Said the wood-wife: As to the way by water, I may help you little therein, and meseemeth that way be many traps and wiles and many perils. Wherefore I bid you try it not, but let the Green Knight come up hither to this tree to-morrow before noon, all horsed and armed and arrayed, and there shall he find three men armed in green gear, horsed well, and leading two sumpter-beasts with them; and they shall be his until he giveth them back unto me. But if he doubteth any thing betwixt the wood's end and under the Green Mountains, let him wage what folk he will besides, for these my men will have money enough of his with them. But by no means let him send them away till he hath done with the wood altogether, both betwixt here and the western dwelt-land, and here and Utterhay, save thou be with him. But while these be with him, both he and whatsoever money he bringeth shall be sure from all peril whiles they be in the wood. Now, my child, was not this the boon thou camest up hither to ask of me?

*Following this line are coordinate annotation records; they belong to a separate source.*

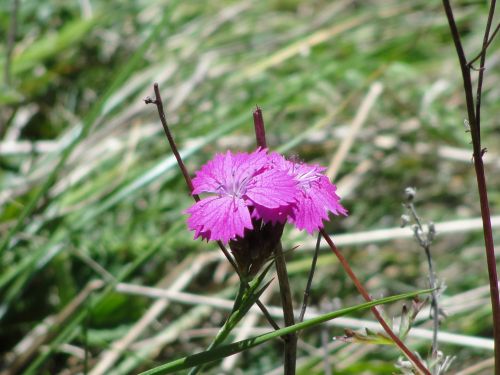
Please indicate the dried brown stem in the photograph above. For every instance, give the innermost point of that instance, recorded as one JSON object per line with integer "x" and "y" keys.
{"x": 473, "y": 112}
{"x": 361, "y": 289}
{"x": 159, "y": 105}
{"x": 290, "y": 342}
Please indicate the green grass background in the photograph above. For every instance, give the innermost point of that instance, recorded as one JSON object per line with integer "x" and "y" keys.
{"x": 85, "y": 165}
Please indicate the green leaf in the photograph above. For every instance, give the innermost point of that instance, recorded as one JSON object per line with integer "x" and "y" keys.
{"x": 227, "y": 350}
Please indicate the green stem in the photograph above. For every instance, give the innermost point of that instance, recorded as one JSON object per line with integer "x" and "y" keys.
{"x": 237, "y": 347}
{"x": 290, "y": 342}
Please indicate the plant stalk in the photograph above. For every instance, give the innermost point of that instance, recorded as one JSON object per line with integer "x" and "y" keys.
{"x": 290, "y": 342}
{"x": 473, "y": 113}
{"x": 361, "y": 289}
{"x": 163, "y": 119}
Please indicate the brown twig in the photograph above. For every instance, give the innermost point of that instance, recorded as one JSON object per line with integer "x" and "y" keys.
{"x": 11, "y": 38}
{"x": 290, "y": 341}
{"x": 159, "y": 105}
{"x": 260, "y": 131}
{"x": 474, "y": 118}
{"x": 309, "y": 279}
{"x": 412, "y": 357}
{"x": 485, "y": 46}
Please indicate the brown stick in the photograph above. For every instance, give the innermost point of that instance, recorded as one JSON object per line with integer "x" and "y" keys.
{"x": 474, "y": 118}
{"x": 189, "y": 183}
{"x": 412, "y": 357}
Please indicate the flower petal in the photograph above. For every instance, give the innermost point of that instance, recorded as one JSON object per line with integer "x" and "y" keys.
{"x": 272, "y": 188}
{"x": 219, "y": 218}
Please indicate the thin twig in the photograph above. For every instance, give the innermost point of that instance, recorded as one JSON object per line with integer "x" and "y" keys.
{"x": 479, "y": 88}
{"x": 189, "y": 183}
{"x": 485, "y": 46}
{"x": 286, "y": 301}
{"x": 11, "y": 38}
{"x": 309, "y": 279}
{"x": 412, "y": 357}
{"x": 474, "y": 122}
{"x": 260, "y": 131}
{"x": 425, "y": 243}
{"x": 219, "y": 303}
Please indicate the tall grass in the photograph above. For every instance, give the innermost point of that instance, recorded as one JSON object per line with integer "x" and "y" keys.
{"x": 89, "y": 190}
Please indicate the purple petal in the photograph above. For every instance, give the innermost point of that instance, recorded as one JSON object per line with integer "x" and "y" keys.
{"x": 272, "y": 189}
{"x": 219, "y": 218}
{"x": 314, "y": 204}
{"x": 226, "y": 170}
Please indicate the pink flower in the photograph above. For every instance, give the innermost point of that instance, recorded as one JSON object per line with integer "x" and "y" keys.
{"x": 240, "y": 183}
{"x": 316, "y": 198}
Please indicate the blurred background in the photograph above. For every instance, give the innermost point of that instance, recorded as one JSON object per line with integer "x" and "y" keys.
{"x": 91, "y": 200}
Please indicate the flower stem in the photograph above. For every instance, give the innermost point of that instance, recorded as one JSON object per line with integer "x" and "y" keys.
{"x": 260, "y": 131}
{"x": 161, "y": 113}
{"x": 290, "y": 341}
{"x": 412, "y": 357}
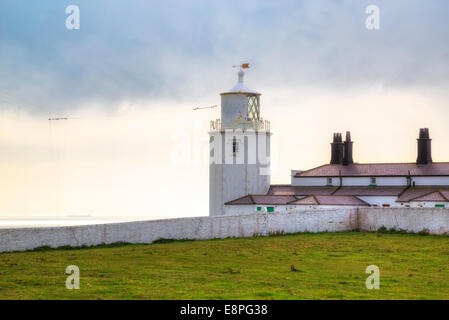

Yea verily, said Birdalone; yet also I came up hither to praise thee and thank thee and love thee. And she threw herself into Habundia's arms and kissed and caressed her, and Habundia her in like wise.
Spake the wood-wife: Thou art the beloved child of my wisdom; and now I see of thee that thou wilt be faithful and true and loving unto me unto the end. And I think I can see that thou and thy man shall do well and happily in Utterhay; and the Green Knight also and thy she-friends. And whatsoever thou wilt of me that I may do for thee or thy friends, ask it freely, and freely shalt thou have it. But this I will bid thee, that the while the Green Knight shall be gone about his matter, thou shalt come hither to me often; and thy friends also thou shalt bring to me, that I may see them and talk to them and love them. And specially shalt thou bid Atra unto me; for meseems she is so wise already that I may learn her more wisdom, and put that into her heart which may solace her and make her to cease from fretting her own heart, and from grief and longing overmuch. And I were fain to reward her in that she hath forborne to grudge against thee and to bear thee enmity. For I know, my child, not from mine own heart, but from the wisdom I have learned, how hardly the children of Adam may bear to have that which they love taken away from them by another, even if they themselves might in the long last have wearied of it and cast it away their own selves. Go now, my child, and do thy friend to wit what I will do for him.
Therewith they parted, and Birdalone fared home to the house, and found the fellowship of them all sitting by the brookside, and talking sweetly together in all joy and hope of what their life should be in the new land whereto Birdalone would lead them. Straightway then she told them of Hugh and his journey, and how well he should be guarded in the wood both coming and going. And they thought that right good, and they thanked her and praised her, and took her into their talk, and she sat down by them happily.